The call left him torn.

"I was not sure I wanted to come back," he said. "I said I'd think about it."

His wife was flabbergasted.

"For seven years, all you've done is bitch and complain about what's wrong at the zoo," she told him. "If you don't take this chance to do something about it, I never want to hear about the zoo again."

Xanten's return didn't bring a magical, overnight fix.

"We went through a really bad period," he said. "It all came at the same time."

He was stunned when the zoo's accreditation was thrown into doubt, with deteriorating facilities and a reduced collection cited.

And The Washington Post stepped up reports on problems at the zoo.

This spring, Spelman announced her intention to leave at the end of the year, saying she had become too much of a "lightning rod."

"Everyone at the zoo is committed to revitalizing our animal collection, facilities and science programs," Spelman said this month.

"While we've taken the first steps--which are often the toughest--it's clear that this commitment to renewing the zoo must remain firm for many years to come," she said.

"We've already seen our partners, including Congress, FONZ and our visitors, come together to help in this renewal," Spelman said. "However, it's critical that this advocacy continues through strong funding and support for the zoo."

Looking ahead

There is much to be done in terms of repairing facilities, some of which cannot be torn down because they are historic landmarks.

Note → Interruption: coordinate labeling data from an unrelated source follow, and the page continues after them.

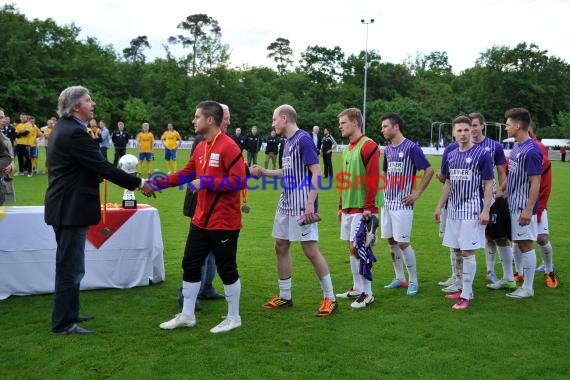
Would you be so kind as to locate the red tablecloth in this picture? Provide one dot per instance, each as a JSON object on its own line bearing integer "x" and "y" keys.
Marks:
{"x": 116, "y": 217}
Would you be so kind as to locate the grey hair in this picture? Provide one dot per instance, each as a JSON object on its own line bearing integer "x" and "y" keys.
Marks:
{"x": 69, "y": 99}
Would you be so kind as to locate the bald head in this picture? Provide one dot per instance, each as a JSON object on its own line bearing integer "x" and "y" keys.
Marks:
{"x": 288, "y": 111}
{"x": 226, "y": 120}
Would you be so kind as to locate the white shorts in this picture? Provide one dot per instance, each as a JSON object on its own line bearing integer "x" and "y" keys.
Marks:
{"x": 285, "y": 227}
{"x": 396, "y": 224}
{"x": 442, "y": 221}
{"x": 465, "y": 235}
{"x": 528, "y": 232}
{"x": 543, "y": 225}
{"x": 348, "y": 225}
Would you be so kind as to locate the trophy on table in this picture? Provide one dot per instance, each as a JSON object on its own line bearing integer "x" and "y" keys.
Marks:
{"x": 128, "y": 163}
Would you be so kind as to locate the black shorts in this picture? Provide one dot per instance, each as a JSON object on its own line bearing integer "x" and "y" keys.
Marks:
{"x": 200, "y": 242}
{"x": 500, "y": 225}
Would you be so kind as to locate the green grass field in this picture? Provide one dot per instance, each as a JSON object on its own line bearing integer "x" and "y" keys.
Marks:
{"x": 397, "y": 337}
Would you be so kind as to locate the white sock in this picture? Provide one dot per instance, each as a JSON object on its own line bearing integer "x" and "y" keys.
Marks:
{"x": 354, "y": 268}
{"x": 469, "y": 269}
{"x": 190, "y": 292}
{"x": 490, "y": 252}
{"x": 529, "y": 265}
{"x": 326, "y": 285}
{"x": 507, "y": 262}
{"x": 367, "y": 286}
{"x": 233, "y": 292}
{"x": 285, "y": 288}
{"x": 410, "y": 258}
{"x": 546, "y": 254}
{"x": 517, "y": 258}
{"x": 453, "y": 266}
{"x": 458, "y": 268}
{"x": 397, "y": 262}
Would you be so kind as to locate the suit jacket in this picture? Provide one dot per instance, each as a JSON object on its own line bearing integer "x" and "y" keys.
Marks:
{"x": 319, "y": 141}
{"x": 75, "y": 167}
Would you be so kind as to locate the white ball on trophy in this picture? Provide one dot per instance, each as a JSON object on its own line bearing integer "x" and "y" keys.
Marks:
{"x": 128, "y": 163}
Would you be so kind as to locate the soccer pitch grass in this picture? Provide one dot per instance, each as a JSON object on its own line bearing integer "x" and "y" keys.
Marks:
{"x": 396, "y": 337}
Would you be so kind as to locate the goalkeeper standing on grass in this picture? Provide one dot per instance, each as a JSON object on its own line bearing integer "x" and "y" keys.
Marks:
{"x": 361, "y": 159}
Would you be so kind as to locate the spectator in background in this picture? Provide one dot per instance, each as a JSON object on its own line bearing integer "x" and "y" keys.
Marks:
{"x": 23, "y": 134}
{"x": 120, "y": 139}
{"x": 252, "y": 145}
{"x": 145, "y": 141}
{"x": 105, "y": 143}
{"x": 271, "y": 150}
{"x": 7, "y": 129}
{"x": 171, "y": 140}
{"x": 6, "y": 150}
{"x": 317, "y": 138}
{"x": 47, "y": 134}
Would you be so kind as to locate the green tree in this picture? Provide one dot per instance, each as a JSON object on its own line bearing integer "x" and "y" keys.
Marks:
{"x": 205, "y": 41}
{"x": 281, "y": 52}
{"x": 135, "y": 52}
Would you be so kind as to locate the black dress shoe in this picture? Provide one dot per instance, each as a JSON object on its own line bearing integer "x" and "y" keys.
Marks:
{"x": 84, "y": 318}
{"x": 75, "y": 330}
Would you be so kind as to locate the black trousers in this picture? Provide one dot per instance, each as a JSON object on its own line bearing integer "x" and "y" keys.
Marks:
{"x": 200, "y": 242}
{"x": 69, "y": 271}
{"x": 327, "y": 160}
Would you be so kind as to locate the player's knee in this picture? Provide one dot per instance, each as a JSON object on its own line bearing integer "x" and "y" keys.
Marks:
{"x": 542, "y": 239}
{"x": 228, "y": 274}
{"x": 191, "y": 275}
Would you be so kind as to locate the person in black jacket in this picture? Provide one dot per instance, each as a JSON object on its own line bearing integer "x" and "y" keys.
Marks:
{"x": 252, "y": 145}
{"x": 72, "y": 201}
{"x": 271, "y": 149}
{"x": 239, "y": 138}
{"x": 120, "y": 140}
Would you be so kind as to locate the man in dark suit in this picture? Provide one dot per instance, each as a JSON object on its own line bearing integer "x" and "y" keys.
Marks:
{"x": 317, "y": 138}
{"x": 72, "y": 200}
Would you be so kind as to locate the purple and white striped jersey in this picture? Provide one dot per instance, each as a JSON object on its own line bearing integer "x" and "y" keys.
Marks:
{"x": 466, "y": 172}
{"x": 525, "y": 160}
{"x": 497, "y": 154}
{"x": 299, "y": 153}
{"x": 400, "y": 165}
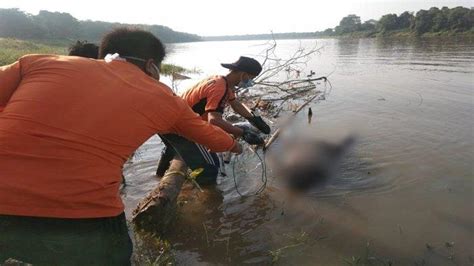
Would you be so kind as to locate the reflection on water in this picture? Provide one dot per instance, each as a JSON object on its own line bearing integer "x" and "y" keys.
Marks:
{"x": 406, "y": 185}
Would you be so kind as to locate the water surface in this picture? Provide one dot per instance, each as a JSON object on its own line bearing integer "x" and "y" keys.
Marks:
{"x": 406, "y": 184}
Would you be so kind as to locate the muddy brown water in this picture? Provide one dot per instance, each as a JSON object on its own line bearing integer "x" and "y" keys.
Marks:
{"x": 403, "y": 194}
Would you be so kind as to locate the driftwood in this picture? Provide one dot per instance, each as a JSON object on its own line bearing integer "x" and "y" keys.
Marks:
{"x": 277, "y": 132}
{"x": 158, "y": 209}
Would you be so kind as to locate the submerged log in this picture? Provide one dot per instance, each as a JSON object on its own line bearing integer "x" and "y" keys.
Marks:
{"x": 158, "y": 208}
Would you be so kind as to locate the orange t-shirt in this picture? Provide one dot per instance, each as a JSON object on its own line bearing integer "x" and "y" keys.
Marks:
{"x": 69, "y": 123}
{"x": 209, "y": 95}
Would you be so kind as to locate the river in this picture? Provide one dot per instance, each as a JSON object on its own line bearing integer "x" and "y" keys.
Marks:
{"x": 404, "y": 193}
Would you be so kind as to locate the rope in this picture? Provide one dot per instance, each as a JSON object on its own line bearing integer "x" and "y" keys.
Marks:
{"x": 263, "y": 177}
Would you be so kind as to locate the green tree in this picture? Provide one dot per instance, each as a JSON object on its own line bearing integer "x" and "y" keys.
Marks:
{"x": 460, "y": 19}
{"x": 15, "y": 23}
{"x": 350, "y": 23}
{"x": 58, "y": 25}
{"x": 388, "y": 22}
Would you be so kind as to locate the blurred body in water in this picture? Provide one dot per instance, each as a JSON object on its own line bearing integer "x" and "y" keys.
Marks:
{"x": 303, "y": 163}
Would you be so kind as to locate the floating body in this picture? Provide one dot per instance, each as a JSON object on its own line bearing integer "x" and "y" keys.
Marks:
{"x": 302, "y": 164}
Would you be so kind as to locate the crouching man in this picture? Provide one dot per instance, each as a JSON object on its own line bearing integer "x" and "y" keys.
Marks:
{"x": 67, "y": 126}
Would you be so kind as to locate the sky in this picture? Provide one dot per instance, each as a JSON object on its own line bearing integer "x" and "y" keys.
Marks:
{"x": 236, "y": 17}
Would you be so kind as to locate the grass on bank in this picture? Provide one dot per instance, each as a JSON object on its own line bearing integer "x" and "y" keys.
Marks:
{"x": 12, "y": 49}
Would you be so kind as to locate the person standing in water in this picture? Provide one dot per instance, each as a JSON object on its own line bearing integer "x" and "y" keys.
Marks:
{"x": 208, "y": 99}
{"x": 67, "y": 126}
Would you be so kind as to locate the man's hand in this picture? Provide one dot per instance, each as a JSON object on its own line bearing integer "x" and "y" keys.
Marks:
{"x": 237, "y": 148}
{"x": 258, "y": 122}
{"x": 251, "y": 137}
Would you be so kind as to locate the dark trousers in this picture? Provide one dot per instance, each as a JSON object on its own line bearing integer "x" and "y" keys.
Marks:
{"x": 194, "y": 155}
{"x": 57, "y": 241}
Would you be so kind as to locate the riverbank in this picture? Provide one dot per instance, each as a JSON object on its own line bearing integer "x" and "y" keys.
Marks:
{"x": 402, "y": 34}
{"x": 12, "y": 49}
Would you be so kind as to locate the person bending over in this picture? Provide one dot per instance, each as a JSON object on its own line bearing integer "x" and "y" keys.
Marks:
{"x": 67, "y": 126}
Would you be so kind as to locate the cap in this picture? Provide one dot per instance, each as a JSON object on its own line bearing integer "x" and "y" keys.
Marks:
{"x": 245, "y": 64}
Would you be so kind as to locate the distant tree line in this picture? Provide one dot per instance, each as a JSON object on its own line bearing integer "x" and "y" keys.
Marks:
{"x": 56, "y": 25}
{"x": 434, "y": 20}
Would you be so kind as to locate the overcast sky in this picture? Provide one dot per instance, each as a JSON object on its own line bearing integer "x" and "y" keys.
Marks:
{"x": 213, "y": 17}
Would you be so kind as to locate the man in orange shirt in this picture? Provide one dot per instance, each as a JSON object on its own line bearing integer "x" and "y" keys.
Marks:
{"x": 67, "y": 126}
{"x": 209, "y": 98}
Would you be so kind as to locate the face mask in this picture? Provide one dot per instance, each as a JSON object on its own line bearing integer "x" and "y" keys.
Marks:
{"x": 245, "y": 83}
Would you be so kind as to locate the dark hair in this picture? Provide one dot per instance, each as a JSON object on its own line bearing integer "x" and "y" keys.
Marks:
{"x": 84, "y": 49}
{"x": 132, "y": 42}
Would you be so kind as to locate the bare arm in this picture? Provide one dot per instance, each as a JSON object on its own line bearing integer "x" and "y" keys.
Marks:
{"x": 215, "y": 118}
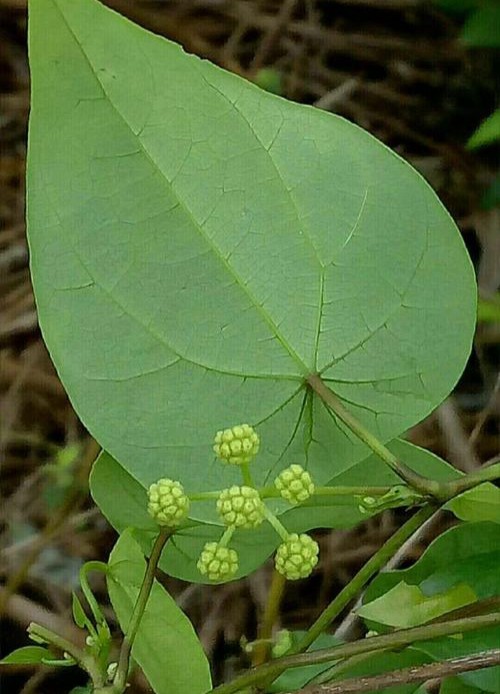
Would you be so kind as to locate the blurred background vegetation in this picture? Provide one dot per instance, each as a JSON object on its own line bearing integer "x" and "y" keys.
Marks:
{"x": 423, "y": 77}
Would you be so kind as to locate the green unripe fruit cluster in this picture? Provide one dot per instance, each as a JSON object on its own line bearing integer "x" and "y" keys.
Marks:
{"x": 297, "y": 557}
{"x": 217, "y": 563}
{"x": 237, "y": 445}
{"x": 240, "y": 507}
{"x": 167, "y": 502}
{"x": 294, "y": 484}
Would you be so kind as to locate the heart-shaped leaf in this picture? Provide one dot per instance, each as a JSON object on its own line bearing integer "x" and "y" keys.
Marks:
{"x": 199, "y": 246}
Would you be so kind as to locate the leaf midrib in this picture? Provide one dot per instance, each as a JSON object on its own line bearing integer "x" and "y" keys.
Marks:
{"x": 238, "y": 280}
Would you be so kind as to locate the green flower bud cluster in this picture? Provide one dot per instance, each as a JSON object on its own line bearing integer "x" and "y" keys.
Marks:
{"x": 216, "y": 562}
{"x": 297, "y": 557}
{"x": 240, "y": 507}
{"x": 294, "y": 484}
{"x": 237, "y": 445}
{"x": 167, "y": 502}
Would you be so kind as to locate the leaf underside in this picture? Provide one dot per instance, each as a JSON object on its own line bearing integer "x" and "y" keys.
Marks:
{"x": 199, "y": 246}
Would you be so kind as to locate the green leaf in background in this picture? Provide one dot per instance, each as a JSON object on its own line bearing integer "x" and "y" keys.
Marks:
{"x": 343, "y": 512}
{"x": 126, "y": 507}
{"x": 199, "y": 246}
{"x": 482, "y": 27}
{"x": 466, "y": 554}
{"x": 380, "y": 662}
{"x": 269, "y": 79}
{"x": 457, "y": 6}
{"x": 166, "y": 646}
{"x": 479, "y": 504}
{"x": 28, "y": 655}
{"x": 296, "y": 678}
{"x": 489, "y": 130}
{"x": 488, "y": 310}
{"x": 406, "y": 606}
{"x": 491, "y": 197}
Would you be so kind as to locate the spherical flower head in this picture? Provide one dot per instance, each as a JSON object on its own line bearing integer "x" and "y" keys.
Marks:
{"x": 217, "y": 563}
{"x": 294, "y": 484}
{"x": 297, "y": 557}
{"x": 240, "y": 507}
{"x": 237, "y": 445}
{"x": 167, "y": 502}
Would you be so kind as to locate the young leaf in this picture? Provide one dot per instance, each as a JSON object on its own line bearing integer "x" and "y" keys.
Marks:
{"x": 127, "y": 508}
{"x": 470, "y": 554}
{"x": 407, "y": 606}
{"x": 28, "y": 655}
{"x": 199, "y": 246}
{"x": 479, "y": 504}
{"x": 166, "y": 646}
{"x": 467, "y": 553}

The sloth bear exhibit was built in 1890, and the elephant house is more than 70 years old.

The zoo and FONZ have outlined a 10-year revitalization program.

Asia Trail is the first step in the effort to renovate and modernize the zoo. One-fourth of the zoo will undergo renovation as part of Asia Trail.

Kids' Farm, a congressionally funded interactive exhibit designed to introduce young visitors to domesticated farm animals, opened in June.

Things have begun to turn around in part because Xanten borrowed a Ted Reed tactic from the late '50s and '60s--a conscious effort to get staff out to see other zoos. "It really made a difference. They'd come back excited," Xanten said.

When Reed left in 1983, Xanten said, everything started to stagnate. The zoo, he said, became a very parochial organization.

"Nobody went anywhere," he said. "There were no new ideas."

"That's turned around now. You can already see the change of attitude."

Now comes the hard part--convincing Congress that "We need a regular infusion of money," Xanten said.

"They can't just write a check and walk away and forget it," he said. "We're going to need their support for years to come."

Xanten said he's not embarrassed to plead for congressional help.

"We deserve it," he said. "We've been the stepchild."

Staff librarian Craig Schulin contributed to this report.